Politics

U.S. Senate allows Alaska-bound cruise ships to bypass Canada; House action could allow summer cruises this year

The U.S. Senate on Thursday passed a bill that could allow large cruise ships to visit Alaska this summer despite Canadian restrictions that have closed that country to cruise travel.

The Alaska Tourism Recovery Act, by Sen. Lisa Murkowski, R-Alaska, was co-sponsored by Sen. Dan Sullivan, R-Alaska, and passed the Senate by unanimous consent Thursday. It goes to the U.S. House for approval.

If the House agrees with the Senate bill and President Joe Biden signs it, the measure could be significant for Alaska’s tourism industry, which is heavily dependent upon cruise-ship traffic.

“This has been a struggle to get everyone pulling together, but I think we are at a place where there is a glimmer of hope for Alaska’s tourism industry,” Murkowski said in a speech to the Senate.

“We remain optimistic that we can still operate some portion of our Alaska season,“ said Charlie Ball, an executive vice president for Holland America Group, the largest of the big-ship companies operating in Alaska.

The act would temporarily exempt large Alaska-bound cruise ships from the Passenger Vessel Services Act, which requires those ships to either stop in Canada or start their voyages in Canada. The exemption would end in February 2022.

Canada and the United States stopped large cruise ship travel last year amid the COVID-19 pandemic, but while the United States has begun to resume voyages, Canada has not. Its ban is in place until next year.

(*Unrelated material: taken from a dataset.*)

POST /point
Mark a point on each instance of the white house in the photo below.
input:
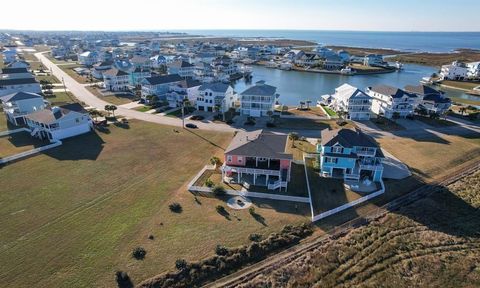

“This, to me, is an example of the United States Senate working at its best,” Sullivan said in a speech to the Senate, acknowledging that the measure needed bipartisan support to advance quickly.

“We certainly hope that with the great leadership of the dean of the House, that the House is going to show the same cooperative spirit that we just witnessed on the United States Senate floor,” he said.

The dean of the House is Rep. Don Young, R-Alaska.

“The passage of the cruise bill in the Senate is a significant and welcome development,” Young spokesman Zack Brown said. “We are in a much better position today to save the Alaskan cruise season than we were even 24 hours ago. Congressman Young is working hard to expedite consideration of the legislation in the House.”

If the measure becomes law, large cruise ships would not automatically begin sailing. They need to follow a return-to-sail safety program mandated by the Centers for Disease Control and Prevention, and the standards for that program have been relaxed as vaccination rates rise.

Cruise companies would still need to market and sell Alaska cruises, prepare crews and position ships. Ralph Samuels, an executive with Holland America Line and Princess Cruises and a former state lawmaker, estimated in April that it could take two months or more to prepare.

“Progress is steady with the U.S. Centers for Disease Control and Prevention, and the passage of a solution to the Passenger Vessel Services Act issue in the Senate, with tremendous leadership from the Alaska delegation, should move things along,” Ball said.

Frank J. Del Rio, the president and CEO of Norwegian Cruise Lines, said last week that his company’s ships would not begin operating in the United States until at least August.

“We’ve always said it takes about 90 days to stand up a vessel,” he said.

Small cruise lines, which operate ships not subject to the Canadian ban or the most stringent CDC rules, have already begun preparing for a limited summer season. UnCruise, one of the most popular of the small cruise lines, is slated to begin sailing next week.

State Sen. Jesse Kiehl, D-Juneau, sponsored a resolution of support that urged congressional action on the issue. The resolution passed the Alaska House and Senate with broad support, and on Thursday, Murkowski thanked Kiehl for that resolution.

“I think that today’s news out of the U.S. Senate is great, and I’m optimistic that the U.S. House will act quickly,” Kiehl said.

State Sen. Bert Stedman, R-Sitka, said the move would help the entire state, not just Southeast Alaska. Tourists who come to Alaska by ship frequently travel into the Interior.

Kiehl said he has been working with a group of Alaska port towns that are coordinating their side of the CDC-supervised restart plan.

As for the possibility of an August restart, “All I can say is that we had some beautiful weather this last August,” Kiehl said.